Assignment #2
Understanding the various sum of squares
Obtain a regression line for you data by running the graphs program.
This is for understanding so you should estimate most of the numbers.  After you have obtained a printout with a regression draw lines from each data point to the regression line.  See the graphic below.

Estimat the length of each of the newly drawn lines.  Square each one and them add the square together.

For my data it looks like the first one is about .5.  The next about .25.   The next on is 0.  The next one looks about 1.25. and the last one about .85. 
So....
.5 X .5 = .25
.25 X .25 = .0625
0 X 0 =0
1.25 X 1.25 = 1.5625
.85 X .85 = .7225
When you add those numbers you get 2.285.  That is the sum of squares residual or error.

Now lets get the Total Sum of Squares.  In the graph above the lines are drawn from the mean of Y to the individual data points.  They are estimated to be.
2, 1, 0 2, and 1.  The are squared and summed.
2 X 2 =4
1 X 1 =1
0 X 0 =0
2 X 2 = 4
1 X 1 = 1
Those numbers added together are 10.  That is the Total Sum of Squares.
Now we need to get the Between Sum of Squares.  In the graph below lines are drawn from the mean of Y to the regression line for each person.  Notice that they are not drawn from the data points themselves.

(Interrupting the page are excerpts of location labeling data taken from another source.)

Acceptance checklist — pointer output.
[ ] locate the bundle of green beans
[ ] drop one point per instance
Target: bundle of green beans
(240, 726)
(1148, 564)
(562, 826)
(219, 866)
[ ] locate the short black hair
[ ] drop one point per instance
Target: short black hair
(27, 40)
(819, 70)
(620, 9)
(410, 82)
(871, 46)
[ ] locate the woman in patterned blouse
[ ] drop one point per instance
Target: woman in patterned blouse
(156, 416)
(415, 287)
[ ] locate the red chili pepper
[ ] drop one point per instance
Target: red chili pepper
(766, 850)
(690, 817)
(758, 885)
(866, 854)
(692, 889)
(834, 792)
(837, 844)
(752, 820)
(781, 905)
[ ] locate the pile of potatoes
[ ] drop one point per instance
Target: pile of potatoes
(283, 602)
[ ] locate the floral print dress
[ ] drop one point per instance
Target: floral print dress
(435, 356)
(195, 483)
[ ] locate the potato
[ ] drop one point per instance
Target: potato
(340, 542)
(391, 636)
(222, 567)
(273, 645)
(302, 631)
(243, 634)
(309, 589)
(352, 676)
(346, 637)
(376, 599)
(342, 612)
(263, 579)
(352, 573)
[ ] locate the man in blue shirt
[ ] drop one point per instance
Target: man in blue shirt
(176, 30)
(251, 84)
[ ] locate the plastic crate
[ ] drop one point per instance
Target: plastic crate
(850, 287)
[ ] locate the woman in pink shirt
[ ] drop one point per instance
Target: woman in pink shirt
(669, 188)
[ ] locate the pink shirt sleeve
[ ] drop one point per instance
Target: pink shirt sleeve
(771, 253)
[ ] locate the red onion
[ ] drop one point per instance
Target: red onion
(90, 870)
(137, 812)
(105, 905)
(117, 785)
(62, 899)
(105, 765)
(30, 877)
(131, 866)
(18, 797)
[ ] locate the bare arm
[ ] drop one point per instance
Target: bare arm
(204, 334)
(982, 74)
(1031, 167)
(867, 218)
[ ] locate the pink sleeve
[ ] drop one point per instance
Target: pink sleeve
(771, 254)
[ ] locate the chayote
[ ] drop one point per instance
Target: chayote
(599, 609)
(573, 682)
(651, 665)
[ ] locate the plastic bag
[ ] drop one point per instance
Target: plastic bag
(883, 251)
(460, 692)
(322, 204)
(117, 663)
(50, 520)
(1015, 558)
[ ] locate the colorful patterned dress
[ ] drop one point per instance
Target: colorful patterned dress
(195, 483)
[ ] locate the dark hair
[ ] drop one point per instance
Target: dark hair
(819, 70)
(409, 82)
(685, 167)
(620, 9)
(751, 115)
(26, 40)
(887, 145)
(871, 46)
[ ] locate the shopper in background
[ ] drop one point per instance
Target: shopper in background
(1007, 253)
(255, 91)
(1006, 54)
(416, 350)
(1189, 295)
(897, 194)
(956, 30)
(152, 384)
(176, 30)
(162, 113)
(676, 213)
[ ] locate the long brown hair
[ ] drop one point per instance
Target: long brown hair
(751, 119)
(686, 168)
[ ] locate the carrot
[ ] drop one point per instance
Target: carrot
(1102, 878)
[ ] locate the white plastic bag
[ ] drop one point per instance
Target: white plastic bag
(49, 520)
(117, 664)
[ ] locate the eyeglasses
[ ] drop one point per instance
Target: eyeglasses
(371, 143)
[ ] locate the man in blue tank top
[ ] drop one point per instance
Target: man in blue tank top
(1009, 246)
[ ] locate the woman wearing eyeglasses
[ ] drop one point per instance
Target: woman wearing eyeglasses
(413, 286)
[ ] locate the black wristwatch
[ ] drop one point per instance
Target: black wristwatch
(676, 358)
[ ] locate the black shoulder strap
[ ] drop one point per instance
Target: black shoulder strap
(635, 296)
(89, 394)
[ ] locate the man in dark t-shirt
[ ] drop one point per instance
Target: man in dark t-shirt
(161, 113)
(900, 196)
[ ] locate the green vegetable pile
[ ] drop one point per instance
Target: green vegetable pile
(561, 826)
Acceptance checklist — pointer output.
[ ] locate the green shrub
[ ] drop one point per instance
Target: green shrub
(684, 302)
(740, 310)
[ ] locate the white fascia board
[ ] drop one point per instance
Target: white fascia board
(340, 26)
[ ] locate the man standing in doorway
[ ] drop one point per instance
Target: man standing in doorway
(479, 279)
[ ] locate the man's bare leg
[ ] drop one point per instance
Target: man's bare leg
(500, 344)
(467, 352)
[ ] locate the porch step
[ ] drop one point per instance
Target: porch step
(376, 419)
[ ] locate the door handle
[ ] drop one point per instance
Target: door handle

These estimated lines are 1.9, 1.1, 0 .9 and 1.6 (estimated)
Soo......
1.9 X 1.9 = 3.61
1.1 X 1.1 = 1.21
0 X 0 = 0
.9 X .9 = .81
1.6 X 1.6 = 2.56
Those added together are 8.19.  That is the Between Sum of Squares

The correlation is obtained by dividing the Between-Sum-of-Squares by the Total-Sum-of-Squares and taking the square root of that result.  The correlation here is 8.19 (Between-Sum-of-Squares) divided by 10 (Total-Sum-of-Squares) = .819.  The square of that is .90.  Our correlation.